Beispielloser Überblick über den Stand der Forschung
An dem IPCC-Sonderbericht haben mehr als 100 Wissenschaftler mitgearbeitet. Er fasst die Ergebnisse von fast 7000 wissenschaftlichen Studien von Autoren aus 36 Ländern zusammen. Er zeigt, wie dramatisch die Auswirkungen der Erderwärmung heute schon sind. Und was auf uns zukommt.
1. Der Eispanzer der Erde schmilzt immer schneller
Das Meereis der Arktis ist – jeweils gemessen im September – zwischen 1979 und 2018 in jedem Jahrzehnt um rund 13 Prozent geschrumpft. Eine Entwicklung, die für mindestens die vergangenen 1000 Jahre beispiellos ist. Im selben 40-Jahres-Zeitraum ging der Anteil des älteren Eises (fünf Jahre und älter) um 90 Prozent zurück.
Betroffen vom Temperaturanstieg ist auch das Inlandeis: Gemessen im Juni jedes Jahres, ist die Schneedecke der Arktis in den vergangenen fünf Dekaden jeweils um mehr als 13 Prozent zurückgegangen.
Weil die dunkleren Wasser- und Landflächen mehr Sonnenenergie aufnehmen, hat sich die Durchschnittstemperatur in der Arktis mit der doppelten Rate des globalen Durchschnitts erhöht – zumindest in den vergangenen 20 Jahren.
2. Gefrorener Boden mit gigantischem Klimapotenzial
Auch die Permafrostböden der Arktis werden wärmer – mit langfristig katastrophalen Folgen. Denn in den gefrorenen Böden sind mehr als 1460 Gigatonnen Kohlenstoff gebunden. Das ist fast das Doppelte des Kohlenstoffs, der als Kohlendioxid einen Teil der Erdatmosphäre ausmacht. Zudem wächst die Brandgefahr in der wärmer und trockener werdenden Tundra.
3. Meeresspiegel steigt immer schneller
Der durchschnittliche globale Meeresspiegel steigt – nicht nur, weil die Eismassen der Arktis, der Antarktis, aber auch der Gletscher abtauen. Sondern auch, weil sich wärmeres Wasser ausdehnt. Zusammen mit heftigeren Stürmen wächst damit die Gefahr von Überschwemmungen in den Küstenregionen. Bis Ende dieses Jahrhunderts rechnen die Experten (je nach Emissionsszenario) mit einem Anstieg zwischen 43 und 84 und mehr Zentimetern.
Doch wie bei allen Zukunftsszenarien, gibt es auch hier Unsicherheiten.

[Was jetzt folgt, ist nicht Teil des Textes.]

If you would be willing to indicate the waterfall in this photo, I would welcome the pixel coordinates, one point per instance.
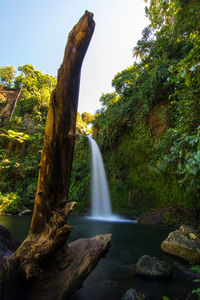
(101, 207)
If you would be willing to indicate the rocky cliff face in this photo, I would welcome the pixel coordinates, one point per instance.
(8, 100)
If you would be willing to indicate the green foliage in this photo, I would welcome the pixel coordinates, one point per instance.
(7, 74)
(10, 203)
(152, 155)
(197, 269)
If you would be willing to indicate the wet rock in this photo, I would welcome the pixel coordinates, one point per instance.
(152, 267)
(184, 243)
(25, 212)
(168, 215)
(8, 244)
(133, 294)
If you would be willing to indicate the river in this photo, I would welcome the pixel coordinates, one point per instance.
(114, 274)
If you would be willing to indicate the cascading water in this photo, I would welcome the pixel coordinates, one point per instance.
(101, 207)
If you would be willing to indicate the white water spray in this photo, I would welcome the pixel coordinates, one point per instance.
(101, 207)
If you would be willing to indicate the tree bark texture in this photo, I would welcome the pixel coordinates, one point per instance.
(45, 250)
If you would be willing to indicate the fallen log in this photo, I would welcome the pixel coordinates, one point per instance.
(44, 264)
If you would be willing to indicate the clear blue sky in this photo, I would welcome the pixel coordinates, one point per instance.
(35, 32)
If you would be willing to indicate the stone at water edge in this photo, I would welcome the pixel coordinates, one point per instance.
(133, 294)
(184, 243)
(152, 267)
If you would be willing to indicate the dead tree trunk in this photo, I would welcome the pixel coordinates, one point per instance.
(45, 249)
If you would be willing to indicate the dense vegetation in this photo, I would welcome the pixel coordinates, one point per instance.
(148, 129)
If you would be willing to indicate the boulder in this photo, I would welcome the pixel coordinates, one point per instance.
(152, 267)
(184, 243)
(8, 244)
(133, 294)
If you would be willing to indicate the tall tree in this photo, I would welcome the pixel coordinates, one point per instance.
(45, 246)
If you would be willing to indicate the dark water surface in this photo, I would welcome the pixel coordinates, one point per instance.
(114, 273)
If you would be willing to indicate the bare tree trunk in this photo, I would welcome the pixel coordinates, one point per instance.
(45, 249)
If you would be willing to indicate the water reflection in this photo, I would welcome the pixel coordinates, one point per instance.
(114, 274)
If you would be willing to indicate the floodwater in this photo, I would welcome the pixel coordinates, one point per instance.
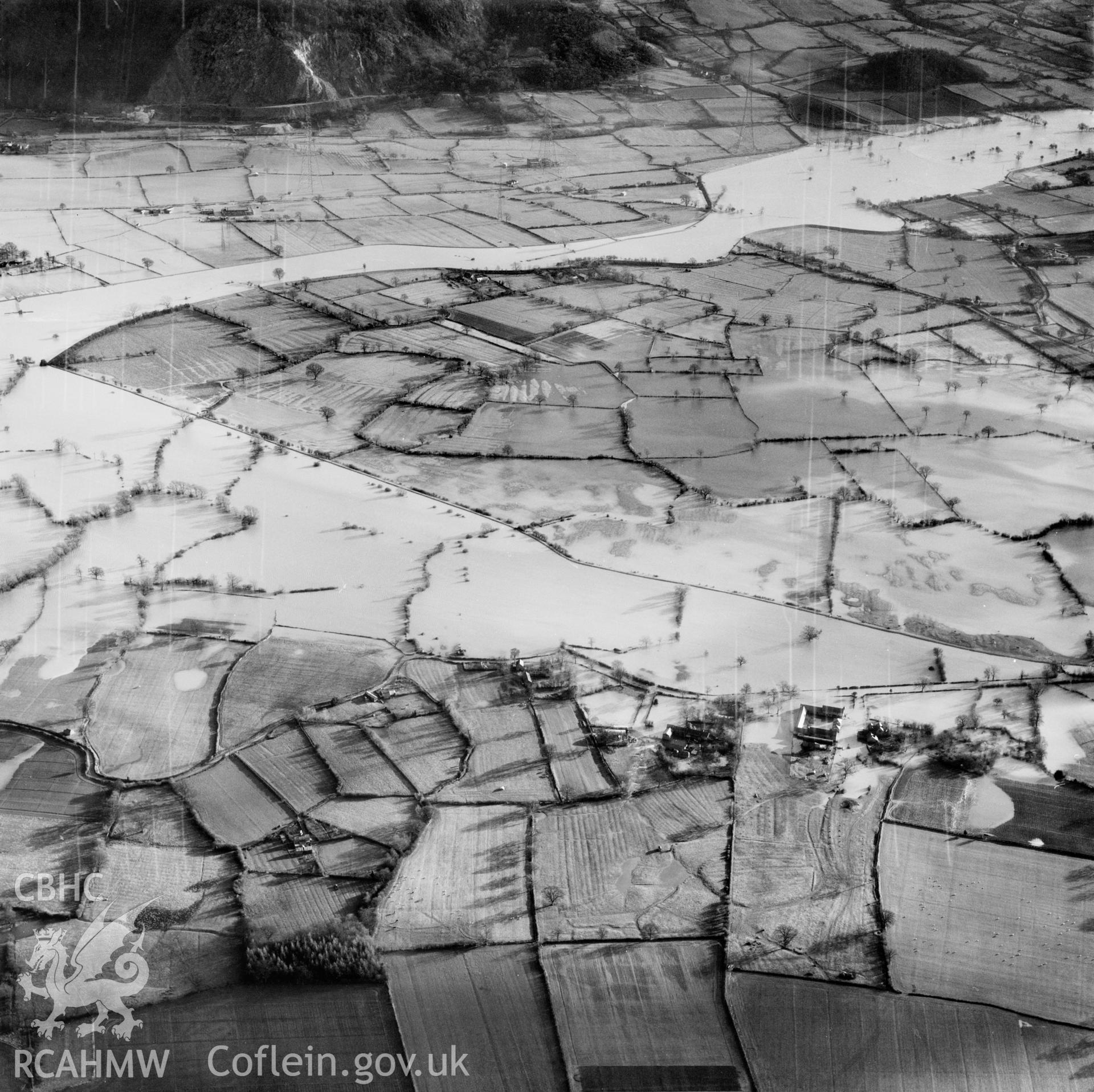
(818, 183)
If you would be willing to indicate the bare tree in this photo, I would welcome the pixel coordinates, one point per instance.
(783, 935)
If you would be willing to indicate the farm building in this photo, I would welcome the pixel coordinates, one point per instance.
(692, 737)
(819, 724)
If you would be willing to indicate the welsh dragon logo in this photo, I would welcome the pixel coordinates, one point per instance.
(82, 985)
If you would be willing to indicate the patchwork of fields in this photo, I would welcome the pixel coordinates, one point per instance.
(426, 649)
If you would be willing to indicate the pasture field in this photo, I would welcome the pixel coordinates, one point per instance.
(505, 763)
(30, 536)
(232, 805)
(278, 324)
(598, 297)
(965, 397)
(800, 859)
(950, 573)
(279, 907)
(409, 427)
(52, 814)
(888, 476)
(43, 284)
(317, 1021)
(190, 887)
(156, 816)
(670, 428)
(1014, 485)
(194, 188)
(1066, 728)
(1058, 817)
(675, 384)
(150, 716)
(56, 703)
(410, 231)
(66, 483)
(432, 340)
(196, 613)
(70, 190)
(109, 235)
(310, 537)
(976, 922)
(607, 341)
(492, 1001)
(686, 812)
(275, 857)
(990, 344)
(573, 757)
(211, 243)
(602, 870)
(1072, 549)
(777, 471)
(536, 431)
(293, 669)
(205, 455)
(498, 609)
(296, 240)
(340, 288)
(555, 384)
(778, 551)
(866, 252)
(391, 821)
(462, 883)
(643, 1012)
(361, 769)
(289, 765)
(385, 309)
(667, 312)
(428, 751)
(844, 1037)
(793, 404)
(454, 391)
(175, 355)
(181, 961)
(449, 682)
(355, 858)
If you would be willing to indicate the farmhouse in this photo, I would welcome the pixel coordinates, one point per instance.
(819, 724)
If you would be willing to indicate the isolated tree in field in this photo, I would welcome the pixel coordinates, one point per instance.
(783, 935)
(553, 895)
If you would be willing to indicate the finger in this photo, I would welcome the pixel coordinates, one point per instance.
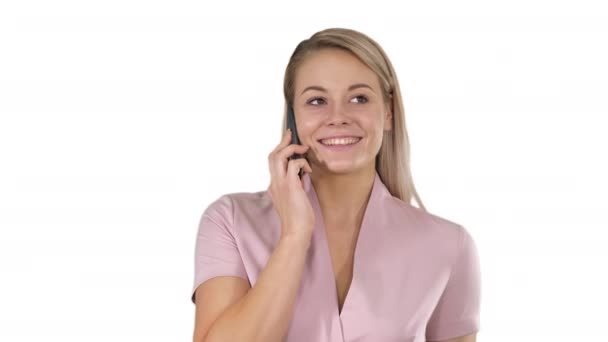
(293, 168)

Einen Anstieg um bis zu zwei Meter können Experten nicht ausschließen. In den folgenden Jahrhunderten sind den Experten zufolge auch Anstiege um mehrere Meter möglich.
4. Weniger Leben in immer wärmeren Ozeanen
Auch global gesehen werden die Ozeane wärmer – in den vergangenen 25 Jahren mit verdoppelter Geschwindigkeit. Hitzewellen im Meer sind häufiger, länger und intensiver geworden. Und bis zu 90 Prozent von ihnen sind eindeutig auf das Wirken des Menschen zurückzuführen. Darunter leiden auch so wertvolle Ökosysteme wie Korallenriffe. Besonders dramatisch: Ihre Existenz wäre selbst dann schon gefährdet, wenn es der Menschheit gelänge, die Erderwärmung auf 1,5 Grad zu begrenzen. Das gilt heute als unwahrscheinlich.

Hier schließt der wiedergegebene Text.